Mas as críticas não deram conta de explicar que, em grande parte das manifestações, a legitimidade da ação foi dada como certa e líquida, mesmo que, técnica e legalmente, não tenha havido perícia e que a vítima tenha sido removida do local contrariando portaria da SSP que determina que o corpo não seja removido, entre outros aspectos técnicos, jurídicos e legais. E, ao proceder desta forma, isso se torna notícia, já que é indicativo de, no mínimo, não conformidade com os regulamentos.

Ninguém que trabalha com polícias descarta de antemão que a ação possa ter sido legítima, pois este é um resultado possível da ação policial e por isso mesmo previsto em nosso arcabouço jurídico. O que se está aqui questionando é que só a investigação isenta pode dotá-la da legitimidade jurídica e não podemos, no jogo do bem contra o mal ou do policial x o “bandido”, achar que pedir controle e transparência seja visto como algo que atente contra as polícias. Não existe carta branca no ordenamento jurídico e constitucional brasileiro e não existe policial acima de qualquer suspeita.

O terceiro exemplo são as inúmeros denúncias de agressões sofridas por foliões durante o Carnaval. Não é possível aceitar que uma polícia que tem protocolos e procedimentos de alto nível, faça vistas grossas às faltas fartamente noticiadas e filmadas, sejam elas motivadas por pressão de sobrecarga de trabalho ou por desavenças e preferências ideológicas.

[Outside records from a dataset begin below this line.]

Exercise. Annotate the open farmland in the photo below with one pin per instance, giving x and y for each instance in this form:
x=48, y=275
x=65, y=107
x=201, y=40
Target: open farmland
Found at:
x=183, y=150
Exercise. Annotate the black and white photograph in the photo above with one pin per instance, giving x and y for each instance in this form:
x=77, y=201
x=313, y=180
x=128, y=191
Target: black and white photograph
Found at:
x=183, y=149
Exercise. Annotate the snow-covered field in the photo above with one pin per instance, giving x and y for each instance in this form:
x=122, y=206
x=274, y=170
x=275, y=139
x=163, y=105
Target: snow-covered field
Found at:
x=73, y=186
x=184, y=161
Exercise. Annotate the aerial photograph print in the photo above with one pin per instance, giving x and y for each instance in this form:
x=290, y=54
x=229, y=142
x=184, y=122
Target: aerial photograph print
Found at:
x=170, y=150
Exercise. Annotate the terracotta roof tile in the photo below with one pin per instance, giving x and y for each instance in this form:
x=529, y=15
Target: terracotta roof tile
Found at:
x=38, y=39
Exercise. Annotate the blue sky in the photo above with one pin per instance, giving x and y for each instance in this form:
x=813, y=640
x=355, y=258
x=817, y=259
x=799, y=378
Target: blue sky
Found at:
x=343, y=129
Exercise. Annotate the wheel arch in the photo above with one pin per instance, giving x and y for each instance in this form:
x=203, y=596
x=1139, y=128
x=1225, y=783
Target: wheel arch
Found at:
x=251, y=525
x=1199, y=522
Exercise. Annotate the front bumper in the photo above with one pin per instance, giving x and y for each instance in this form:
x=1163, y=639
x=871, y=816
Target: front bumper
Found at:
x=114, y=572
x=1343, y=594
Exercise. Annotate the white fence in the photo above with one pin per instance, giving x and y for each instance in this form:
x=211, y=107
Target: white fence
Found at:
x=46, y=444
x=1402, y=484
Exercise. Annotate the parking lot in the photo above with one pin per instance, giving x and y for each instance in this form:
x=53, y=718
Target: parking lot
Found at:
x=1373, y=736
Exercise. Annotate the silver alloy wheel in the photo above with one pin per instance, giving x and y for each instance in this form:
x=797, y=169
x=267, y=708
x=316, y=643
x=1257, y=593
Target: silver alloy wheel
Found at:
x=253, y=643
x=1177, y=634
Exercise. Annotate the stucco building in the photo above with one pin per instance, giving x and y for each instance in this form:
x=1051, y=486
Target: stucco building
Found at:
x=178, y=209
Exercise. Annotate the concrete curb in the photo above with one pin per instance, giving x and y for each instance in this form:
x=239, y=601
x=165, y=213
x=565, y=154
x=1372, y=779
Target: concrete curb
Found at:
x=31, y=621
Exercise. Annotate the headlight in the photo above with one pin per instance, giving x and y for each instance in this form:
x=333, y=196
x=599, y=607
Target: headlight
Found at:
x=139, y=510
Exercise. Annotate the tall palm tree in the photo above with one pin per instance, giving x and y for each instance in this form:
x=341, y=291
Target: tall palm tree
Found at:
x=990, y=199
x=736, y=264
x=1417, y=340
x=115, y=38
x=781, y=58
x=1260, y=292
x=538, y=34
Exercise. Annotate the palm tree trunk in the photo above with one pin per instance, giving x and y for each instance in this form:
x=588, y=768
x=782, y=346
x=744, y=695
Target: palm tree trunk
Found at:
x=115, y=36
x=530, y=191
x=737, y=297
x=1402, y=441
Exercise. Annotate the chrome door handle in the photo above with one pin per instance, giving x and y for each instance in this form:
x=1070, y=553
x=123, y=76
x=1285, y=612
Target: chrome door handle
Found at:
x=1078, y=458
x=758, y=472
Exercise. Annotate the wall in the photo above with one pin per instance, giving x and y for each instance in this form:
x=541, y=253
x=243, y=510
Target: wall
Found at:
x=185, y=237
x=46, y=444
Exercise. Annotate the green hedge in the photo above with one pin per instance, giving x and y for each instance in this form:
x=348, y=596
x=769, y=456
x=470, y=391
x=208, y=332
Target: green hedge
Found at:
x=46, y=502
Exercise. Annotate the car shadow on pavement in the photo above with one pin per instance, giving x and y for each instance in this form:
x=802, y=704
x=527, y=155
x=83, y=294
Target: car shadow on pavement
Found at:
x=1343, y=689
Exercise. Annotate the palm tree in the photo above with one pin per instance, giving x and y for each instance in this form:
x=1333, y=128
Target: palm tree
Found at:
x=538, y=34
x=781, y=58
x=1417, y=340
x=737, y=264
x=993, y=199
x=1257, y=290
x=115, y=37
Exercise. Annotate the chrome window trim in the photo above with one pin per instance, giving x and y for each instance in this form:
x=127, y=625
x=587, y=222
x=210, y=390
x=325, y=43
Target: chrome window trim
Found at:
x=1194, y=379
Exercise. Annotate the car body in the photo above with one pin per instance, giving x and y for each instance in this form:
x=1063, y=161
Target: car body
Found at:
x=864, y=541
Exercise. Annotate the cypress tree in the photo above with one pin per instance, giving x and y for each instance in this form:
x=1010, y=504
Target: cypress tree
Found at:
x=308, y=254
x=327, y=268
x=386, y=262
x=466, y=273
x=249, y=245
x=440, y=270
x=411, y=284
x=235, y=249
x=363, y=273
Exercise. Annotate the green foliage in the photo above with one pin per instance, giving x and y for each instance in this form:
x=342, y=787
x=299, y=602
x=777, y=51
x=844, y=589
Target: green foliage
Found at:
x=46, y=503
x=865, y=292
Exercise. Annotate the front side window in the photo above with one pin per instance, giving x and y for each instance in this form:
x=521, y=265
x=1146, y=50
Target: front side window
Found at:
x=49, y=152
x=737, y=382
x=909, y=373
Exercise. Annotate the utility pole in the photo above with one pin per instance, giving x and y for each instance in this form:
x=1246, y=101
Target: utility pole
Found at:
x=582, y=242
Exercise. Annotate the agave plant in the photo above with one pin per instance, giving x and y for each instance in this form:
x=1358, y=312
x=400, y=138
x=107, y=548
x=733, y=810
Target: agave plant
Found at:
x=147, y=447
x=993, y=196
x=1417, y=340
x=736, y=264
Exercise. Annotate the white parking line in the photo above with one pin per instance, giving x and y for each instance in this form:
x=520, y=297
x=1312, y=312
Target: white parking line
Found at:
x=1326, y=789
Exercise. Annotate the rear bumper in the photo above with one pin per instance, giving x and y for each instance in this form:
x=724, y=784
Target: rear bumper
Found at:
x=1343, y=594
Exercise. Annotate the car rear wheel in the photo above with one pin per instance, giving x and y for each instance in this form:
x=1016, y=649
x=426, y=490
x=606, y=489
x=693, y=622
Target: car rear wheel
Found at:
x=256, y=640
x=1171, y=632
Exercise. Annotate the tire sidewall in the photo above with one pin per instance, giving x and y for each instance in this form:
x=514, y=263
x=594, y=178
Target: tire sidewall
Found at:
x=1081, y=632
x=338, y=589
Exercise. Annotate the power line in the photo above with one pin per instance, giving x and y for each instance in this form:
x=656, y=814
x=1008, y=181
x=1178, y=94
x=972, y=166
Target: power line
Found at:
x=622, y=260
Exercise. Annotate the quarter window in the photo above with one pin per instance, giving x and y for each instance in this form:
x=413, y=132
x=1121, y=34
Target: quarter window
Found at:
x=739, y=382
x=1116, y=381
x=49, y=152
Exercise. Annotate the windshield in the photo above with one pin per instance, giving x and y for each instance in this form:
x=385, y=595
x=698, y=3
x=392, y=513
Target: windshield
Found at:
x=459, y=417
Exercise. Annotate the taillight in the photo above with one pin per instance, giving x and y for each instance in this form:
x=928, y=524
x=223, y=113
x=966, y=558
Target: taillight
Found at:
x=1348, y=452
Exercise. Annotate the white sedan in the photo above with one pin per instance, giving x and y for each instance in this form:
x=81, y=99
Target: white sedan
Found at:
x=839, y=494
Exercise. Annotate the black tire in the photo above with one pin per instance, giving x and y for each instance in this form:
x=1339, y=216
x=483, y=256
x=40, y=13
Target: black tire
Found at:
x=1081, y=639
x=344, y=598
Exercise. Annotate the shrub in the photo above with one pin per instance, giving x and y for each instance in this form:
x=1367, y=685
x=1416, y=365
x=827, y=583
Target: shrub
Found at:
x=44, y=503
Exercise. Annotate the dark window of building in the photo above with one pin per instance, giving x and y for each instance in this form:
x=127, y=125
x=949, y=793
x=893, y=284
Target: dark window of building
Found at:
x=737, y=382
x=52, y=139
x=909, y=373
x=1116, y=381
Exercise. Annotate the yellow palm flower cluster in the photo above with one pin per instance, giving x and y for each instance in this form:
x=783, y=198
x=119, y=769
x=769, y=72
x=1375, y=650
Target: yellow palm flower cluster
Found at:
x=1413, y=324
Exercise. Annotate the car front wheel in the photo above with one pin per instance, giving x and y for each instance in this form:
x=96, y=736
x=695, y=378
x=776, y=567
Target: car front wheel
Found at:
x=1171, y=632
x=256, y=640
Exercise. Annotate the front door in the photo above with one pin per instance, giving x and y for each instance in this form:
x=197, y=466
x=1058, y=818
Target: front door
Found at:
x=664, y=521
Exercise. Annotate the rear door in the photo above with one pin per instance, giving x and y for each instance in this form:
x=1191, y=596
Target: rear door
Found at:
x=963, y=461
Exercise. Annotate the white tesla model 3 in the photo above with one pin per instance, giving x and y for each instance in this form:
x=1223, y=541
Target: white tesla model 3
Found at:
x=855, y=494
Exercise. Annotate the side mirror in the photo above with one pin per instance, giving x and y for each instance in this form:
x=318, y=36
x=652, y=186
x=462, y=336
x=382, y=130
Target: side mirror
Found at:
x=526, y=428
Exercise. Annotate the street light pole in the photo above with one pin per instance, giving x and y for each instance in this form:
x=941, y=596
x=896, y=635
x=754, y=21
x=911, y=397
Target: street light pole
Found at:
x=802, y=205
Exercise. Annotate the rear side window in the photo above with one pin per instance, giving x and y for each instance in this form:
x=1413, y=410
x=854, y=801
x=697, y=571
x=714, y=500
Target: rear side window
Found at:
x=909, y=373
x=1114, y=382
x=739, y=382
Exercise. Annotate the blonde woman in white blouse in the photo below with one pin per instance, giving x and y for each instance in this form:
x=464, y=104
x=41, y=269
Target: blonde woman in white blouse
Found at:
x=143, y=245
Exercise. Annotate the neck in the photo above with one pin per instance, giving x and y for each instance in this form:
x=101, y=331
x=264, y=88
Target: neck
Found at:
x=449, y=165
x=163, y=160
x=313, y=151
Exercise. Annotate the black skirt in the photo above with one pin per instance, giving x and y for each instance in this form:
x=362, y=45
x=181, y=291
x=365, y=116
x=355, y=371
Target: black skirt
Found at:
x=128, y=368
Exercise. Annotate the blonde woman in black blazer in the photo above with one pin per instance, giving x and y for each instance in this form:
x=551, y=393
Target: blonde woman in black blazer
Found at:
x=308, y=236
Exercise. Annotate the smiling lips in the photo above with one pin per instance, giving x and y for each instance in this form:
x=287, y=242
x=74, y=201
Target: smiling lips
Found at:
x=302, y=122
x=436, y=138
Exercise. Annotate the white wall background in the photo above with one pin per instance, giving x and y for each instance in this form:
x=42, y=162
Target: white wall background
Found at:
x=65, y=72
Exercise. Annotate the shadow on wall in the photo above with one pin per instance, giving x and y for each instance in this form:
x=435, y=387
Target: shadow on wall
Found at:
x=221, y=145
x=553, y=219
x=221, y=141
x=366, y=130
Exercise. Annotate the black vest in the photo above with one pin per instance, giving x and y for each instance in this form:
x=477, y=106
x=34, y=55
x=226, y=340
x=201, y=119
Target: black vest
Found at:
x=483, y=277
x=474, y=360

Vejamos a título de comparação a situação do caso que resultou na interrupção do Bloco do Fervo da Lud, no Rio de Janeiro. Naquela situação, tecnicamente falando, há inúmeros problemas que poderiam ter sido evitados. Não é um simples caso de conduta individual inadequada. É a falência do sistema de governança e supervisão das polícias.

Aproveitando que nosso imaginário voltou a ser povoado por mitos e crenças cegas, é possível dizer que a violência policial se assemelha muito à Hidra de Lerna, a serpente-dragão da mitologia grega que possuía nove cabeças, uma das quais imortal. Hércules, o semideus, foi encarregado de matar o monstro, mas para cada cabeça mortal que ele cortava com sua espada, duas novas brotavam em seu lugar.

Diante de tal ameaça, Hércules ateou fogo na Hidra e, por fim, cortou-lhe a cabeça imortal e a enterrou sob uma pesada pedra, onde ela teria permanecido viva. Moral da história, vemos que Hércules de fato não matou a Hidra, ele apenas a “varreu para debaixo do tapete”. Sua cabeça imortal ficou à espera para ser desenterrada e engolir as próprias instituições.

Tenho reiterado a importância das polícias para a segurança pública no Brasil e, até por isso, falo tranquilamente que se continuarmos a fortalecer posições políticas que hoje defendem a violência policial, estamos, no limite, enfraquecendo as próprias polícias. Defender a agenda de direitos da Constituição Federal não nos faz inimigos das polícias, muito pelo contrário.

Se hoje há uma forte adesão de policiais e juízes à agenda do Governo Bolsonaro, isso é um direito e uma liberdade individual. Mas, ao aceitar que opiniões individuais, por alinhadas ao momento, sejam tomadas como institucionais, estaremos esgarçando os mecanismos de controle e chocando o ovo, ou melhor, estaremos desenterrando a cabeça imortal da Hidra. Hoje segmentos significativos dos policiais concordam com medidas extralegais e violentas, emulando a ideia autoritária e perversa da urgência da eliminação dos inimigos do povo; amanhã, quando um oficial ou delegado pensar diferente, terá sua ordem acatada, será eliminado ou será expurgado?